Coming out of the depths of winter…

So we’re emerging from the frozen core of the season… which helps me to come out of the deep depression I’ve been in (again). I have neglected this blog, in part because I have chronic depression, as well as SAD, which make my work as a parent and a teacher even more challenging at this time of year. It helps to have my “prosthetic” – my anti-depressants which give me back my balance, restoring the chemical which is missing in my brain. I can trace my periods of moderate to severe depression back to the age of ten, but I wasn’t diagnosed or regulated by medication until seven years ago. I’ve tried yoga and meditation, on their own and with the medication, and I find that the combination does work the best for me. I also take comfort in knowing that there are other successful, intelligent people out there – past and present – who live and cope with depression. I do find that romance novels help in a lot of ways. They’re a temporary escape, especially when you can’t afford a real getaway to someplace hot and tropical…(Poolboy, I’m waiting for my mimosa… Poolboy?)

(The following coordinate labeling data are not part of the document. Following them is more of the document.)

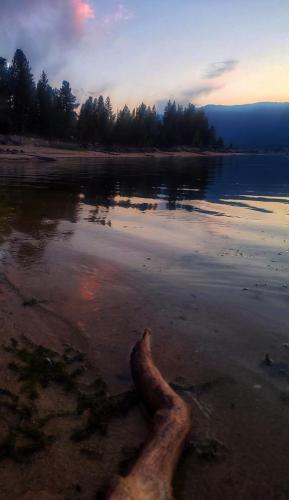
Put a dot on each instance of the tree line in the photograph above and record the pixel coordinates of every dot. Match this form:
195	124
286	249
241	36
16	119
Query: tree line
37	108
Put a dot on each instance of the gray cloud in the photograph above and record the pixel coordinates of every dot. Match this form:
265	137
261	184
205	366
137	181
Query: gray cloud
200	91
53	32
218	69
191	94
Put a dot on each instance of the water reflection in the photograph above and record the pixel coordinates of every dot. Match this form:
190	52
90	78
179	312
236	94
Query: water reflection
35	198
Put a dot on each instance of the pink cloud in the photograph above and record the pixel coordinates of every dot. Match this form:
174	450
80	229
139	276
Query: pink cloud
120	14
82	12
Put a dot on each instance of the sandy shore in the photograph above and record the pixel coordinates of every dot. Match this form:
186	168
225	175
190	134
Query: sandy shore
47	153
217	302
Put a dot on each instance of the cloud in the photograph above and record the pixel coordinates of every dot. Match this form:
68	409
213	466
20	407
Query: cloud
51	31
218	69
190	94
200	91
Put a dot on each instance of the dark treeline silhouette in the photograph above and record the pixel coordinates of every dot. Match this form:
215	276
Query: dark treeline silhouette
26	107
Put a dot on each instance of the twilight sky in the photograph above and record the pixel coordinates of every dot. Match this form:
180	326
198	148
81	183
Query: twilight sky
209	51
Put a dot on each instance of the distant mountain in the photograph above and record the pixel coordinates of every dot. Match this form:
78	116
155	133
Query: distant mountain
261	125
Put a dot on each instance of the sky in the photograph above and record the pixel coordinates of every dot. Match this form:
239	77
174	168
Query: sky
209	51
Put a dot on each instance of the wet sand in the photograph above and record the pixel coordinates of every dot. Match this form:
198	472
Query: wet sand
216	297
50	153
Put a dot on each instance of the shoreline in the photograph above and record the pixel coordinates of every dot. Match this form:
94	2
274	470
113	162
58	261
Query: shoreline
50	153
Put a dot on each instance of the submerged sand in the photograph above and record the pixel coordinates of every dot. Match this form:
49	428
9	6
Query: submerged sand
215	309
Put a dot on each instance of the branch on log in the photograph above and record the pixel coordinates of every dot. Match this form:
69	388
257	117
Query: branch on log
151	477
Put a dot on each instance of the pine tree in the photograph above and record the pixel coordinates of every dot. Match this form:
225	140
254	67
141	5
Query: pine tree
66	106
4	97
22	92
45	106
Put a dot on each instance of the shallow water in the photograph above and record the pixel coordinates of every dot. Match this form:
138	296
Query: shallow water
198	250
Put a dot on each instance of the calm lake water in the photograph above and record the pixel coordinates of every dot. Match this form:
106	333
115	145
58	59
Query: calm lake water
198	250
174	228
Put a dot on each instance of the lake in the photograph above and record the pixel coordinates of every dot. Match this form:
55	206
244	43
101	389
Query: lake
197	250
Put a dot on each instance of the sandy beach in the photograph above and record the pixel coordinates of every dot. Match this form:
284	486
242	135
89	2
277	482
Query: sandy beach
212	285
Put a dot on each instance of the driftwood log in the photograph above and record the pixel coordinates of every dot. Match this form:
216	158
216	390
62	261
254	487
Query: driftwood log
151	476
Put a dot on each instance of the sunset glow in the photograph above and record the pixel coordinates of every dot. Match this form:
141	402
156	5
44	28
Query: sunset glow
82	12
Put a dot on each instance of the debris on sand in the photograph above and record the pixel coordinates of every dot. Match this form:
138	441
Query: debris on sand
37	366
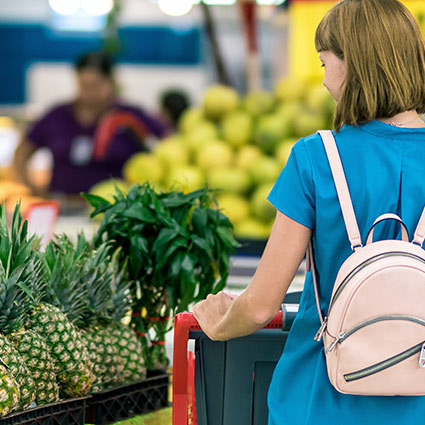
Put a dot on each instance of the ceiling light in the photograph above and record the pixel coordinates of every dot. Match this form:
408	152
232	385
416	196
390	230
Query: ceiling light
175	7
97	7
64	7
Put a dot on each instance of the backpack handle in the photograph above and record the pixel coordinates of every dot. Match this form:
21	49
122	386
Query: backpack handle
389	216
419	235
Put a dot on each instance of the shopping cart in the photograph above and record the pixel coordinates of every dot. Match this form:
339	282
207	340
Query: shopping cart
226	383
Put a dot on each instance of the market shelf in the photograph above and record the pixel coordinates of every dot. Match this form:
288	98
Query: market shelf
69	412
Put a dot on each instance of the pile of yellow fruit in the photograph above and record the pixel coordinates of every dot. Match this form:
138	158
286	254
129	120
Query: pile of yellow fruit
238	145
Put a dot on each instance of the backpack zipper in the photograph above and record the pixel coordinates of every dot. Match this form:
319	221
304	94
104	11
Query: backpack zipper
344	335
362	266
379	367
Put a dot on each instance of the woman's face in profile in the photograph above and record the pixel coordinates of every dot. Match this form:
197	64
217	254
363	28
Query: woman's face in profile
94	89
335	72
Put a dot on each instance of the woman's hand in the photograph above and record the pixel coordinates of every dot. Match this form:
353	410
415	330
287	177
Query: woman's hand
210	311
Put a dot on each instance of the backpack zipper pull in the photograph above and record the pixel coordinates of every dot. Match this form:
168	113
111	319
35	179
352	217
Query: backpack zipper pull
422	356
322	329
340	338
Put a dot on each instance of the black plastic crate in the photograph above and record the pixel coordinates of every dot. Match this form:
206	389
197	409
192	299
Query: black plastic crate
129	400
69	412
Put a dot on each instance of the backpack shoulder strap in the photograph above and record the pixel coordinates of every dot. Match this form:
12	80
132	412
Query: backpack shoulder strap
341	189
347	213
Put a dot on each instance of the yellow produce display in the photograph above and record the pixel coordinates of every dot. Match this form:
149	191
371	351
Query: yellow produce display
238	145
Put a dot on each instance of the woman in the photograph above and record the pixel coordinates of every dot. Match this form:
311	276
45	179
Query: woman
72	131
374	59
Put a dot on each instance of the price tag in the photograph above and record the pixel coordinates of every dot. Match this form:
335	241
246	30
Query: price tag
42	218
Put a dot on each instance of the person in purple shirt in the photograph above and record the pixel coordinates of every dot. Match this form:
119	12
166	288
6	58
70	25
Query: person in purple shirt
90	137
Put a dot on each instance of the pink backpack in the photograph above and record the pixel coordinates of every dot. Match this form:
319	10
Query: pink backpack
374	332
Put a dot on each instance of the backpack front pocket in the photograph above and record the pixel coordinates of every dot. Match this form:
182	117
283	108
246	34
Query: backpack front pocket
385	364
365	356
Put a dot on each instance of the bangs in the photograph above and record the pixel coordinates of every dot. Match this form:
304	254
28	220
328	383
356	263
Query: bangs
322	38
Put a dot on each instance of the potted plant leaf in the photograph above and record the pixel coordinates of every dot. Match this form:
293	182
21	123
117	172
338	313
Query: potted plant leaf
174	249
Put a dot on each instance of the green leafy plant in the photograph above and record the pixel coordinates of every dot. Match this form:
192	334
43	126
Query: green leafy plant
174	249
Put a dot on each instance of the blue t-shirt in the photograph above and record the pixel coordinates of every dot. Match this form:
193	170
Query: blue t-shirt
384	166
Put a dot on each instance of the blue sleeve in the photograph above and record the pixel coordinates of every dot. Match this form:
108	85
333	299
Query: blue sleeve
293	194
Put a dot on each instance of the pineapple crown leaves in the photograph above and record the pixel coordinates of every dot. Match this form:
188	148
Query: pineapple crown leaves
20	273
99	301
80	280
172	243
14	300
16	248
120	294
66	277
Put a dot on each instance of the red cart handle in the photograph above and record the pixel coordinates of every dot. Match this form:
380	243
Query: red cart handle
183	323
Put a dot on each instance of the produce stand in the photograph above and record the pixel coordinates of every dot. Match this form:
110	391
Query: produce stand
230	378
126	401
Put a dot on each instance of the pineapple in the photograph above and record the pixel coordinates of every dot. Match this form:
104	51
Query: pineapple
115	349
66	347
43	368
104	355
9	392
129	347
54	320
33	369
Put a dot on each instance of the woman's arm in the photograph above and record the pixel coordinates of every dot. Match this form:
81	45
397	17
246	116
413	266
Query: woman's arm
222	318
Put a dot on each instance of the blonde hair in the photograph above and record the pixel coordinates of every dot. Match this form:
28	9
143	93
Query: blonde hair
384	52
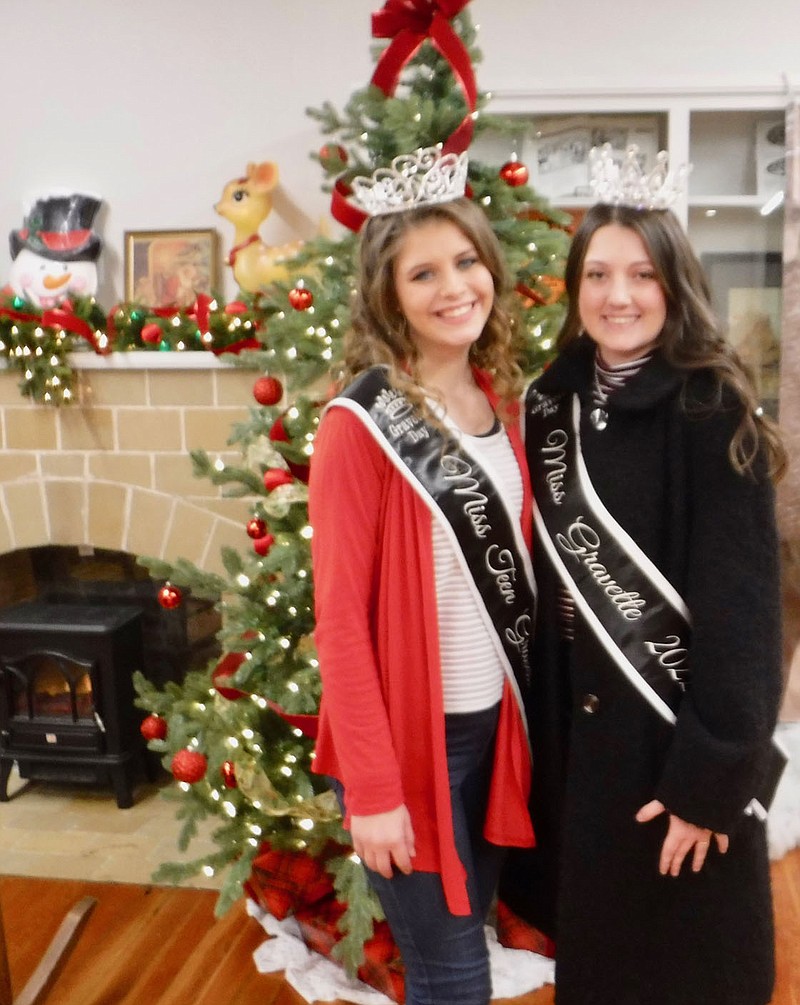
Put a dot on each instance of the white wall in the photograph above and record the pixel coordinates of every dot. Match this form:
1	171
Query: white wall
154	105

So, on positive notes… We’re getting more sunshine now, in my part of the world; we’re two weeks from March Break, and we’ve even had a few days of temperatures above zero celsius. My marking load has improved since we changed semesters, so I am optimistic that I can finish my full novel by June, if I work on it a little at a time. My original goal was to have it finished by New Years, but that’s okay. The birthdays are done, the holidays are done for a while (excepting Easter / Ostara, but that’s some time away) (and St. Patrick’s Day); the kids have their activities (karate, guitar, dance, and swimming)… what makes it tougher also, is my husband’s absence for school. He is studying to be a paramedic, and comes home on weekends. But my writing does make me happy, so I must do more of it.